Marine Invertebrates
BI 546 – taught during fall of even years
This 4-credit hour graduate-level course combines lectures, lab work, and field trips and projects exploring the diversity of marine invertebrates. Invertebrate diversity, morphology and anatomy are discussed against the backdrop of recent phylogenetic classifications of animal diversity. Taking this approach, students develop an understanding of how and when traits evolved in the history of life. Lectures touch upon previous classification schemes and the morphological and developmental characters that defined traditional classifications to convey that invertebrate biology and systematics remain evolving fields of inquiry. Student-led presentations and projects explore select topics of invertebrate biology and ecology in depth.

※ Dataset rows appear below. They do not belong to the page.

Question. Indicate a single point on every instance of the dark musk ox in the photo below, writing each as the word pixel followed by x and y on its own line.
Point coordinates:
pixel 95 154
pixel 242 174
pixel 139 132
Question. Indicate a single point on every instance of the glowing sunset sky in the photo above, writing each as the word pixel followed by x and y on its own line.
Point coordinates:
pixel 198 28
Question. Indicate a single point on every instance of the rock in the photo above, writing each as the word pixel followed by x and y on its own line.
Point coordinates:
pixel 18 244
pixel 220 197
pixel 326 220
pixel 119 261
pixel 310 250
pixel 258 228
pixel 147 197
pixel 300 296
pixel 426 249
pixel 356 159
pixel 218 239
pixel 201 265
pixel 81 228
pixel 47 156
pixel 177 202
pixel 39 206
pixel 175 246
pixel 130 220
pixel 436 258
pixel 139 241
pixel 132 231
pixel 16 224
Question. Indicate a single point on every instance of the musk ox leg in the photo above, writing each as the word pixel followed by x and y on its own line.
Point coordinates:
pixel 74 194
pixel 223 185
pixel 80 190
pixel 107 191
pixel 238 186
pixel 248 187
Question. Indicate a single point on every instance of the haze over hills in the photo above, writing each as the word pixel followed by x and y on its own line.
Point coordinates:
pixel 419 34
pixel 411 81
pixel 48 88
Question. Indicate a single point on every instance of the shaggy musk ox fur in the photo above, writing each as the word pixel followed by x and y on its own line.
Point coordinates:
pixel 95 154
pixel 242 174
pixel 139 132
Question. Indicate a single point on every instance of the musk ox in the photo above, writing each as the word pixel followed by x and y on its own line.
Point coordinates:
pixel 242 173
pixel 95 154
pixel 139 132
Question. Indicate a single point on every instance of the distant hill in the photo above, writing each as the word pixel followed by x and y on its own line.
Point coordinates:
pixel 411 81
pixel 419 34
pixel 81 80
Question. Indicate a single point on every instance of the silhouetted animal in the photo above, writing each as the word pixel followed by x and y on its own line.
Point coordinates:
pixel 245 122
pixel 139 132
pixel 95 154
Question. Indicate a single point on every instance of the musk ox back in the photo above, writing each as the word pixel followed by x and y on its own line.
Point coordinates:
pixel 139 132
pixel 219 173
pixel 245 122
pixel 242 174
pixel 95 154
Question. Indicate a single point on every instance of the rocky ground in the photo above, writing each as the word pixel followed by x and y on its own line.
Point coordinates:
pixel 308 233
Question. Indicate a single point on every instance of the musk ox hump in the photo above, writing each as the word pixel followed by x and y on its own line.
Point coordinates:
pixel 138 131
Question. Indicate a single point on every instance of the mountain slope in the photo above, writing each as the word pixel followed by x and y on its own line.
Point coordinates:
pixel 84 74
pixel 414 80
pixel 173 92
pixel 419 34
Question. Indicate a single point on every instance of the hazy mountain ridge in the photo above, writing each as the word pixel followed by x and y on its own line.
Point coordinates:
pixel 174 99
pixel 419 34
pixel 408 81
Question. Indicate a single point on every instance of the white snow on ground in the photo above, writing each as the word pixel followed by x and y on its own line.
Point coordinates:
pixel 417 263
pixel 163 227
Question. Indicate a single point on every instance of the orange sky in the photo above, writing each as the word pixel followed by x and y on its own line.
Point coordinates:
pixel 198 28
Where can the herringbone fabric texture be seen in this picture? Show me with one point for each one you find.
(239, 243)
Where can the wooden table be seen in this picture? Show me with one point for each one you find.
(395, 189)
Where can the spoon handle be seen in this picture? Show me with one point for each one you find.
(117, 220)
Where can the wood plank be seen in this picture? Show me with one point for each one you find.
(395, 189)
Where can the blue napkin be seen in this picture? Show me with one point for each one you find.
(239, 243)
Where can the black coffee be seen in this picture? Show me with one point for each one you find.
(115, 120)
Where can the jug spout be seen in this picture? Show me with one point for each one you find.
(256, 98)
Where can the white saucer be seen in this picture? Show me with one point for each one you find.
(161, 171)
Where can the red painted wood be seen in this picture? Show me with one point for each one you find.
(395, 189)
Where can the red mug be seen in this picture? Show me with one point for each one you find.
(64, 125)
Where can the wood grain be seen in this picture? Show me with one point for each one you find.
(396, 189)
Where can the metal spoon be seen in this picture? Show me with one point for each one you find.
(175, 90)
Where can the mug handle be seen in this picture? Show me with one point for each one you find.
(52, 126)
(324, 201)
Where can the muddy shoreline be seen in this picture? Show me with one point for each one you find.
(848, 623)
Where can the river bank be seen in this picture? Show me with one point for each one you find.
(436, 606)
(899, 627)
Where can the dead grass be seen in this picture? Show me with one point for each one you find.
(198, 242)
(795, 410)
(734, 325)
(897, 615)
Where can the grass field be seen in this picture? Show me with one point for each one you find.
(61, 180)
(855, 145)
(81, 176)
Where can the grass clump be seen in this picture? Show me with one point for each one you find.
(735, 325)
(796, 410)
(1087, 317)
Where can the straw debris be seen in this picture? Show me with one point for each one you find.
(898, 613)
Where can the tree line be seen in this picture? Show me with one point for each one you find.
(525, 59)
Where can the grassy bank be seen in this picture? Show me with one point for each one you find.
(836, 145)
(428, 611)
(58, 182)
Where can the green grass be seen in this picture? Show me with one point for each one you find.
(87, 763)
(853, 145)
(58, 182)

Bioinformatics & Phylogenetics
BI 694 – taught during fall of odd years
Bioinformatics & Phylogenetics is a 3-credit hour graduate course taught as a combined lecture and lab course. The goal of this course is to enable graduate students to pursue their independent thesis research using genomics and phylogenetics. The course covers the breadth of bioinformatics methods for sequence data analysis, ranging from genome and transcriptome assemblies to sequence similarity searches and short read mapping, differential gene expression, multiple sequence alignments, and phylogenetic analyses. Lectures discuss the theoretical underpinnings of bioinformatic analyses and the algorithmic approaches to sequence data analysis. Example data-sets are analyzed and in the process of these analyses, students learn the basics of navigating and programming the Linux shell, Python scripting, and working remotely on computer servers. Previous course material is available on GitHub.